URMC to improve care with patent

Drue Sokol - Photo Editor

The UR Medical Center has received a patent for implantable diagnostic technology, which will let physicians monitor their patients through a “living chip” and gather real time information about patients’ health.

According to Spencer Rosero, the cardiologist at URMC who developed the technology, the interdepartmental cooperation at URMC played a major role in the new advancement.

“Fostering a multidisciplinary environment where faculty from different fields can get together and work on a common problem encourages the development of new methods and technologies,” Rosero said.

In 2005, Rosero founded Psychological Communications, the company that currently holds the URMC license to the technology.

The technology stemmed from the observation that many patients were not feeling well, although their blood work, blood pressure and heart rhythm were seemingly normal.
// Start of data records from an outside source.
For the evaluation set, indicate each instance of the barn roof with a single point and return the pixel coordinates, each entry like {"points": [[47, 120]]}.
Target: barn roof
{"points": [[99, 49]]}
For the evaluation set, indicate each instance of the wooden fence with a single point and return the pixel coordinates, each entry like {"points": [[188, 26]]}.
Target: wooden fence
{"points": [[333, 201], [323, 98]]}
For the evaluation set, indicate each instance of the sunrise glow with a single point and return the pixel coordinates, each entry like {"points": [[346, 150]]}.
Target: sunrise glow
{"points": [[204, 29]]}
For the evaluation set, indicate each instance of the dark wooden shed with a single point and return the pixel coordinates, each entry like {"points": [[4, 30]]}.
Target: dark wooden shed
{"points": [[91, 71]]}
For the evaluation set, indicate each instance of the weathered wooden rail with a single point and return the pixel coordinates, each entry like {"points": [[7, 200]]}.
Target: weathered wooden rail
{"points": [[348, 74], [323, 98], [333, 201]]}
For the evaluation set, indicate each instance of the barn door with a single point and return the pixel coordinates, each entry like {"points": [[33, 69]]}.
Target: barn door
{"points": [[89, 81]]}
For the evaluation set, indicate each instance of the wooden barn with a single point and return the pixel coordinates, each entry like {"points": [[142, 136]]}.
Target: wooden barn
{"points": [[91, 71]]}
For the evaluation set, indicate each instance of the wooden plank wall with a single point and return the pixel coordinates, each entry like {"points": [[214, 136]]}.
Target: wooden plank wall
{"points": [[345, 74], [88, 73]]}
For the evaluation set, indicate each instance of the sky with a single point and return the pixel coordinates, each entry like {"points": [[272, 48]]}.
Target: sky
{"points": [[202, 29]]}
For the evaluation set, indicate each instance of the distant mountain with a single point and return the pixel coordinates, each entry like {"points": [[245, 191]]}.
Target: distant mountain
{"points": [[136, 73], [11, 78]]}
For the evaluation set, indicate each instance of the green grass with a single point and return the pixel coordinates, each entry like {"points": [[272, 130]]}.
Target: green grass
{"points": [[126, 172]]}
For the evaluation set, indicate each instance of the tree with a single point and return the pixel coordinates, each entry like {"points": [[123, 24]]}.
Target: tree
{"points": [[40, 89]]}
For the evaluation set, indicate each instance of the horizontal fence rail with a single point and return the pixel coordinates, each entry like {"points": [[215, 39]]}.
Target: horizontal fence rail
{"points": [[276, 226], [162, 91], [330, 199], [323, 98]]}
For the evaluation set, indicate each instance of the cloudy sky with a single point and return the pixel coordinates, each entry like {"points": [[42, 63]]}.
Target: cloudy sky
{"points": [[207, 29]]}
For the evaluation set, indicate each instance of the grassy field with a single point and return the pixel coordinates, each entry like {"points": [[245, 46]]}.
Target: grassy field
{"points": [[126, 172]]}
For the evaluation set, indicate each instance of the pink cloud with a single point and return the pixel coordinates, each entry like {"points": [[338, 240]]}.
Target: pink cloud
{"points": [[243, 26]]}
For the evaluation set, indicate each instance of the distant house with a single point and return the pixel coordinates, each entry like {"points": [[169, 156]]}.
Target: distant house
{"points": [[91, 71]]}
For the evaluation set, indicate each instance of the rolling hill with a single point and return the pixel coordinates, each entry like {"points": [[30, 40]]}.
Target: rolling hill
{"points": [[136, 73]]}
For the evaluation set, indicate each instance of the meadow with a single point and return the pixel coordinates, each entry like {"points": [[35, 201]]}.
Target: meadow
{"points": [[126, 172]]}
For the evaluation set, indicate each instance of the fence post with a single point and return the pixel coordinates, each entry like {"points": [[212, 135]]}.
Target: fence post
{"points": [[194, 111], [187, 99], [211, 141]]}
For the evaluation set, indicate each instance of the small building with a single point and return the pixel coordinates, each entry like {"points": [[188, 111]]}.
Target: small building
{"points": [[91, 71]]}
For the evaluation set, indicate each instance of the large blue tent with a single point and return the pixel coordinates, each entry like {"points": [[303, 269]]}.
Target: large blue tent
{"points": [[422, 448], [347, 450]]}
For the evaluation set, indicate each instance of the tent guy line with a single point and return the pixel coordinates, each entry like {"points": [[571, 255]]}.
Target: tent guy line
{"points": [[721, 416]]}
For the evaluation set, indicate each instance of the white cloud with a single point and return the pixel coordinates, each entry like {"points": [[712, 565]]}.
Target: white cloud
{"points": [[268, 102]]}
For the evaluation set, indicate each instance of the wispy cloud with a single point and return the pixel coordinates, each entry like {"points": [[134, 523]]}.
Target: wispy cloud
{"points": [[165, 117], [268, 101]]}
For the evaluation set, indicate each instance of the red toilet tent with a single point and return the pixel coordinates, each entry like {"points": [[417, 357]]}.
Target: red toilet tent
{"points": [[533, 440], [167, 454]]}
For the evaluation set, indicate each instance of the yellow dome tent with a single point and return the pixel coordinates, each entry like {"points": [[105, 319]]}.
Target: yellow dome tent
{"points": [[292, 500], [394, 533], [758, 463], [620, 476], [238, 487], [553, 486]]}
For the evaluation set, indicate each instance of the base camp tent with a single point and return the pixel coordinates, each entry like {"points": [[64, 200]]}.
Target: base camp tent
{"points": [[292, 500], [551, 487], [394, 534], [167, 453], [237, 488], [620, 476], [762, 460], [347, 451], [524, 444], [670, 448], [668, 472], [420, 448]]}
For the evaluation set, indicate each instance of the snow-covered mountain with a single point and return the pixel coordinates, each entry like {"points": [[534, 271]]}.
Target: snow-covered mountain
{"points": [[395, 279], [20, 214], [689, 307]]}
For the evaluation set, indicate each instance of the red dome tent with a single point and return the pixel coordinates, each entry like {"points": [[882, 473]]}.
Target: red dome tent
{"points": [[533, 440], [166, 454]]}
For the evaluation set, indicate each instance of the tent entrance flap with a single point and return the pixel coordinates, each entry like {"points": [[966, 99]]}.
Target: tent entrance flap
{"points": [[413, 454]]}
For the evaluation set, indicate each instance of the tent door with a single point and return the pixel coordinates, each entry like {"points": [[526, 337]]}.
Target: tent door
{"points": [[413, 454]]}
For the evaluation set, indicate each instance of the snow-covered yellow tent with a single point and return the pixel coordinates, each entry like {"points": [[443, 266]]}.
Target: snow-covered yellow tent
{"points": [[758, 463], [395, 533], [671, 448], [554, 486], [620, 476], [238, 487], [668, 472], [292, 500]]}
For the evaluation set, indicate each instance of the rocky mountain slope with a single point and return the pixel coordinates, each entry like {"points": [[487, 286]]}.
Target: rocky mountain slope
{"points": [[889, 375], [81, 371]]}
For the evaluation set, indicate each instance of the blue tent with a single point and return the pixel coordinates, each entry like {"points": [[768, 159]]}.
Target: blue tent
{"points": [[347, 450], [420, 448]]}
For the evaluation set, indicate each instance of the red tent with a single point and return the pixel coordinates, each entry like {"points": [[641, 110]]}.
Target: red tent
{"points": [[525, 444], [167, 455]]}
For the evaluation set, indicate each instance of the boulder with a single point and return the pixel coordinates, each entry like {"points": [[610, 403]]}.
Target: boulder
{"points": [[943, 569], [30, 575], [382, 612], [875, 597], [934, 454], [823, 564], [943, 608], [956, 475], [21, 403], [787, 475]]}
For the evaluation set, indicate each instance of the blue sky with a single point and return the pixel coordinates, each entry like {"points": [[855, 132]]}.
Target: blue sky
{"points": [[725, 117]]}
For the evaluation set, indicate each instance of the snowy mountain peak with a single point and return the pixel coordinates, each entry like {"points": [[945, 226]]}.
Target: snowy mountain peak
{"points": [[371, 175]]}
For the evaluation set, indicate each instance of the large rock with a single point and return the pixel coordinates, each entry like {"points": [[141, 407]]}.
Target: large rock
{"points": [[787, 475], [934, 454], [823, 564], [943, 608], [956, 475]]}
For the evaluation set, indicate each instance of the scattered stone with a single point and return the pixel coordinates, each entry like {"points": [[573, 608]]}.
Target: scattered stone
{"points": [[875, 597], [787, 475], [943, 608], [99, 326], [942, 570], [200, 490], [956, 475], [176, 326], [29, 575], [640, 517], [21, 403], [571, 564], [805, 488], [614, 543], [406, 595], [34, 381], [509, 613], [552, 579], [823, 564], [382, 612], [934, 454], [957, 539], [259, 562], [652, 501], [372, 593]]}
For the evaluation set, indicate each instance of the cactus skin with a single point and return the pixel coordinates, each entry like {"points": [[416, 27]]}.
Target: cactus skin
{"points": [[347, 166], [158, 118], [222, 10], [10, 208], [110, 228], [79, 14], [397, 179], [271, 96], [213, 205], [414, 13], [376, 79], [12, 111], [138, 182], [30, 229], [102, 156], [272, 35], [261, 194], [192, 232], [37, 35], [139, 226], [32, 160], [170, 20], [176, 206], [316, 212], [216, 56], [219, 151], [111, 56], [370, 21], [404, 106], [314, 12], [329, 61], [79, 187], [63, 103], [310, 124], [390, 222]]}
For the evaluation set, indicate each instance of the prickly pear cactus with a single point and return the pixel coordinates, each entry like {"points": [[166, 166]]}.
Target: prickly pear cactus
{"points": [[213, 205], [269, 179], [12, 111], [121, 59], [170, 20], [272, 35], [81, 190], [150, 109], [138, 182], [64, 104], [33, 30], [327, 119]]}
Rosero said his thought process at that time was, “how does an individual know that something is wrong before they actually get sick?”

Instead of looking at the usual diagnostics such as blood pressure, the idea of using living cells as sensors came up, he said.

While there are multiple potential applications for this innovative technology, two of the most important are for congestive heart failure and monitoring cancer patients undergoing chemotherapy.

In terms of congestive heart failure, the new technology would be able to guide patients with the type and dose of medication needed on a day-to-day basis, as activities such as completing household chores can be difficult for these patients.

As for cancer patients, the biosensor would be able to detect an upcoming severe side effect — such as toxicity of the chemotherapy — and send a signal to the healthcare team to adjust the dose to continue the treatment while reducing the side effects.

The actual manufacturing of the technology will take place off-site by another group. The research tool version is projected to be available within the next three years and the first human studies should be starting within seven years.

Rosenthal is a member of the class of 2012.